3. I was already struggling with the constant irritations of the above mentioned issues when I got to the part about them becoming more intentional about what they wrote because they wanted to publish their letters. Seriously? Who does that? One of my favorite types of book to read is letters, but to the best of my knowledge I have never read a book of letters where the authors INTENTIONALLY WROTE LETTERS TO ONE ANOTHER SO THEY COULD PUBLISH THEM.
Seriously. That was the final straw for me. DNF it is, without even the usual pang of regret I get for quitting a book part way through.

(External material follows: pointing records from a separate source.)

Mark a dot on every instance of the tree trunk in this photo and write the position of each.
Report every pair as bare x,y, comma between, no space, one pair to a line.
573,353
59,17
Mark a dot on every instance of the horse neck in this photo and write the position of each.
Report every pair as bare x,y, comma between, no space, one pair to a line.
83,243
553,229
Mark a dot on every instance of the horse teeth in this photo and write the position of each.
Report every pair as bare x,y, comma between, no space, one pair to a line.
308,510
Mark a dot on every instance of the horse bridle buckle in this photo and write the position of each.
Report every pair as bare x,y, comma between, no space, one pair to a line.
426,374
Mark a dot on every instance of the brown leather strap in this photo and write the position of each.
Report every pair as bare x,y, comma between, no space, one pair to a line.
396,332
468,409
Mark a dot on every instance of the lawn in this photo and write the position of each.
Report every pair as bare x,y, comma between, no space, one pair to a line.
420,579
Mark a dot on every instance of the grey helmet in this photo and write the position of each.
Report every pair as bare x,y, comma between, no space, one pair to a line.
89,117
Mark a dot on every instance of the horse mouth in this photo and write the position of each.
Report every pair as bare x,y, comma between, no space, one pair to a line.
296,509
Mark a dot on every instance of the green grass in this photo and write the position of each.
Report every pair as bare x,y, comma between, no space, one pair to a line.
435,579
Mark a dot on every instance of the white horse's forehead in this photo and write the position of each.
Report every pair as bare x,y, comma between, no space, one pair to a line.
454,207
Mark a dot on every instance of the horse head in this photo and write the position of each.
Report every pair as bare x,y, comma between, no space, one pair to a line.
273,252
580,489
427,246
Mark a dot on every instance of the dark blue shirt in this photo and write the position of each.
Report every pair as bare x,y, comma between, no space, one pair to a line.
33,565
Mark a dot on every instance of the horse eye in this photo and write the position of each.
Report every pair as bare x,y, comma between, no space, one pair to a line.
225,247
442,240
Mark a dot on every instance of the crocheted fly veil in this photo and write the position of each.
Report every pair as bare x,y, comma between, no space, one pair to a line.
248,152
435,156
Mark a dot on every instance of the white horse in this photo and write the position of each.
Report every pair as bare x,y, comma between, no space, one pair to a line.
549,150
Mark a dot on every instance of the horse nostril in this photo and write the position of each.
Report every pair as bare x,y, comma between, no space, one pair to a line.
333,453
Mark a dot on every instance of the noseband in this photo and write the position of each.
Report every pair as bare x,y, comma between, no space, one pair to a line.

This a book with a great premise and great promise that is almost entirely obstructed by the author's ego.
Profile Image for Kate.
66 reviews
January 25, 2019
There is no shortage of volumes of correspondence between writers -- many enlightening, many fascinating or gossipy or comforting. Some are less than that. I have so many mixed feelings about this book of letters (emails) and poems exchanged between playwright and poet Sarah Ruhl and poet Max Ritvo. There was so much heart in the pages, between these two people who clearly adored each other and together tried to figure out how to live through Max's decline as he succumbed to cancer.

Where I think it suffered was, at times, was when it strived too hard for profundity. About a third of the way through their correspondence, they agreed that this would become a book, and that they would write each other longer and deeper letters. Threaded through those longer exchanges was a self-consciousness that felt, to me as a reader, like performance. They were aware of their audience and, ironically, the depth and feeling of the correspondence suffered for it.

That said, I still very much enjoyed this book and find their friendship inspiring. How can you not admire two people who express their love and affection for each other by exchanging poems?
Profile Image for Casey Marie.
28 reviews1 follower
August 21, 2019
This collection of letters between writers is compelling, astonishing, exquisite, brilliant, meditative, and simultaneously heartfelt and heartbreaking. I found this book when attempting to shelve it at my local library where I’ve worked for 6 years. I had previously never even heard of this book, but the review on the back cover by Mary Louise-Parker caught my eye. This book found me when I most needed it - when I most needed Max and Sarah to remind me of life, and living, and what it all means to be alive and curious. Beautifully written. Can not recommend it enough.